DESIGN AND FABRICATION OF SHELL AND TUBES HEAT EXCHANGER WITH DIFFERENT BAFFLE DESIGNS

Abstract

This study investigates the design and thermal hydraulic performance of the shell and tubes heat exchanger using zonal baffle configurations. Simulations were carried out using ANSYS Fluent to evaluate the thermal performance and fluid flow characteristics on the shell side. The choice of two and four-zonal baffles configurations fills the gap left by previous studies that focused solely on three-zonal baffles. The findings reveal that the four-zonal baffles significantly improved heat transfer performance by 30% while reducing pressure drop by 27% than the two-zonal configuration, making it a promising candidate for further optimization. An ongoing optimization study is exploring the improvement of the four-zonal baffle by manipulating the number of baffles, baffle angle, and inlet mass flow rate.
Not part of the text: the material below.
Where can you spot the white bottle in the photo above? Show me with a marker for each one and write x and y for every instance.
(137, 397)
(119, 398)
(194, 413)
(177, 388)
Preliminary results indicate that these parameters have a substantial impact on both thermal and hydraulic performances, suggesting a configuration with enhanced effectiveness. This numerical and experimental study aims to assist engineers in designing more effective heat exchangers and provides a foundation for further testing to validate the simulation and experimental results. Additionally, the study includes a detailed approach to the fabrication process, from design to manufacturing, and integrates electronic instrumentation for real-time data collection. Experimental results, including thermal performance, pressure drop, and effectiveness, are analyzed and compared with theoretical and literature predictions. The findings demonstrate that the four-zonal baffle enhances heat transfer while maintaining an lower pressure drop, thereby validating the effectiveness of the design.